From the Facebook graph above we can see how there’s such big gaps between brands in this sector. New brands like Relentless struggle to get anywhere near the level of following their competitors possess on Facebook. Red Bull since January have seen their fan base soar especially over the last 3 months – with such a well established brand at the top can anyone reach them?
From the Twitter graph we can see once again Relentless bottom of the pile and Red Bull the only brand to achieve over 1 million followers. Monster though are hot in pursuit with the best follower growth over the last 3 months – at 27% increase compared to Red Bull’s 12%. Monster’s great usage of hashtags and sponsored posts seem to be paying off.
However by delving deeper into Twitter we can pull out some very interesting stats:
(Key: Yellow = Red Bull, Green = Monster, Blue = Relentless)
Despite Relentless having a much lower fan base and follower growth on Twitter, they surprisingly deliver a higher engagement rate than Monster which could lead us to believe the content they post resonates more clearly than what Monster shares with its audience.
One clear thing we’ve learnt is how brands such as Red Bull take their marketing strategies and aspirations to another level.
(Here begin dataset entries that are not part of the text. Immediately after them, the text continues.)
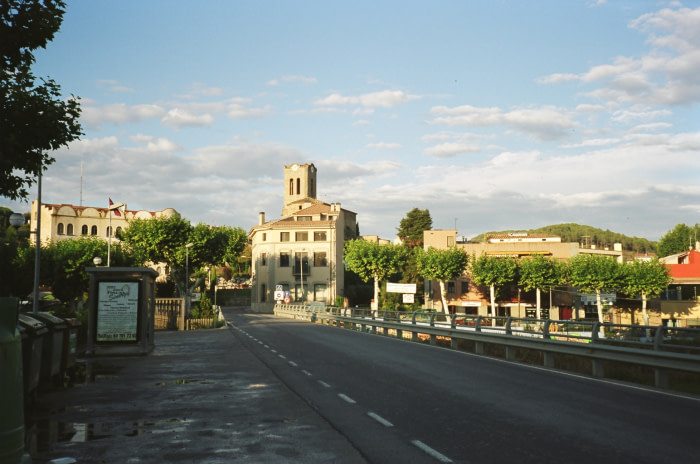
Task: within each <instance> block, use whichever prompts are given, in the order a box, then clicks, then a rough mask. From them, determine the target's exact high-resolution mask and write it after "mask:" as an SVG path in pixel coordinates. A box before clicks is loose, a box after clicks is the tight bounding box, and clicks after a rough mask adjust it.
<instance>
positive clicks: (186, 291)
mask: <svg viewBox="0 0 700 464" xmlns="http://www.w3.org/2000/svg"><path fill="white" fill-rule="evenodd" d="M193 246H194V243H192V242H190V243H188V244H187V245H185V314H189V313H190V248H192V247H193Z"/></svg>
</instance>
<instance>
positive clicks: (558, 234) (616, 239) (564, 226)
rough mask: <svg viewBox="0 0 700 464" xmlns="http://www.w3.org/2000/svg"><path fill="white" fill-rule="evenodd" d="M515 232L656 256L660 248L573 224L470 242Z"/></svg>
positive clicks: (584, 244) (544, 228) (652, 241)
mask: <svg viewBox="0 0 700 464" xmlns="http://www.w3.org/2000/svg"><path fill="white" fill-rule="evenodd" d="M514 232H521V233H522V232H526V233H528V234H548V235H556V236H558V237H561V240H562V242H578V243H580V244H581V245H587V246H590V245H595V246H596V248H605V247H609V248H612V246H613V243H622V249H623V250H624V251H627V252H631V253H638V254H645V253H648V254H656V247H657V246H658V242H655V241H651V240H648V239H646V238H640V237H630V236H628V235H625V234H620V233H617V232H612V231H610V230H603V229H598V228H597V227H592V226H586V225H581V224H575V223H573V222H569V223H566V224H555V225H551V226H544V227H540V228H537V229H527V230H523V229H519V230H501V231H492V232H484V233H483V234H479V235H477V236H475V237H473V238H471V239H470V240H469V241H470V242H483V241H484V239H485V237H486V236H487V235H492V234H510V233H514Z"/></svg>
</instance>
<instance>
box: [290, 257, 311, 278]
mask: <svg viewBox="0 0 700 464" xmlns="http://www.w3.org/2000/svg"><path fill="white" fill-rule="evenodd" d="M309 272H310V270H309V256H308V254H307V253H306V252H302V251H297V252H296V253H294V274H296V275H299V276H300V277H301V276H308V275H309Z"/></svg>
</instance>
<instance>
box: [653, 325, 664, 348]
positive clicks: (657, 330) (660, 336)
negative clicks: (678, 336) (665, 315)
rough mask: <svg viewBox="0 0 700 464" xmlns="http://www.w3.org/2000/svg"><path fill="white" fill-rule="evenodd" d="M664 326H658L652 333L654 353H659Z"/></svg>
mask: <svg viewBox="0 0 700 464" xmlns="http://www.w3.org/2000/svg"><path fill="white" fill-rule="evenodd" d="M664 330H665V328H664V326H662V325H660V326H658V327H657V328H656V333H654V351H661V344H662V343H663V342H664Z"/></svg>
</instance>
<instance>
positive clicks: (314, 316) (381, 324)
mask: <svg viewBox="0 0 700 464" xmlns="http://www.w3.org/2000/svg"><path fill="white" fill-rule="evenodd" d="M274 312H275V314H277V315H280V316H285V317H291V318H294V319H300V320H306V321H310V322H318V323H323V324H329V325H336V326H343V327H346V328H350V329H354V330H362V331H367V332H371V333H379V332H380V331H381V332H382V333H383V334H384V335H388V334H389V332H390V331H394V333H395V334H396V336H397V337H398V338H404V333H408V334H410V336H409V338H410V339H411V340H413V341H418V340H420V334H423V336H424V337H425V336H427V337H429V339H430V343H431V344H433V345H435V344H437V338H438V337H443V338H445V339H447V340H449V341H450V346H451V347H452V348H458V346H459V341H461V340H466V341H470V342H473V343H474V352H475V353H476V354H481V355H483V354H484V345H485V344H492V345H499V346H504V347H505V351H506V355H505V356H506V359H508V360H515V354H516V351H515V350H516V349H518V348H524V349H529V350H536V351H539V352H541V353H542V354H543V365H544V366H545V367H548V368H553V367H554V356H555V355H562V354H563V355H572V356H578V357H583V358H587V359H590V360H591V363H592V375H593V376H594V377H604V376H605V372H604V363H605V362H606V361H616V362H622V363H629V364H635V365H640V366H646V367H649V368H652V369H653V370H654V384H655V385H656V386H657V387H659V388H668V387H669V382H668V372H669V371H671V370H676V371H683V372H691V373H696V374H698V373H700V329H694V328H685V327H668V326H639V325H623V324H610V323H602V324H601V323H600V322H592V321H559V320H552V319H530V318H515V317H490V316H469V315H451V316H450V317H449V318H446V316H445V315H444V314H442V313H434V312H431V313H425V312H410V313H406V312H398V311H376V312H372V311H370V310H367V309H357V308H337V307H325V308H323V309H319V308H318V307H310V306H309V305H286V304H277V305H275V308H274Z"/></svg>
The amount of sponsorship that they get involved with is incredible – this means the level of exposure they get on a regular basis is a brilliant way to keep their products in the minds of their consumers. It’s also interesting to see how brands in this sector view sponsorship of popular sports being the most important thing to help generate buzz around their brand. There’s definitely some clear brand positioning with the likes of Monster and Red Bull living and breathing extreme sports. Relentless have taken a different route and target themselves to a different audience – non-stop party-goers, only time will tell to see if this pays off.
Another thing that’s really surprising is how these brands don’t directly sell, they don’t use social media as a means of discounting their goods. They’re happy to deliver premium content that interests only their target audience with the self-belief that their constant presence will do the selling.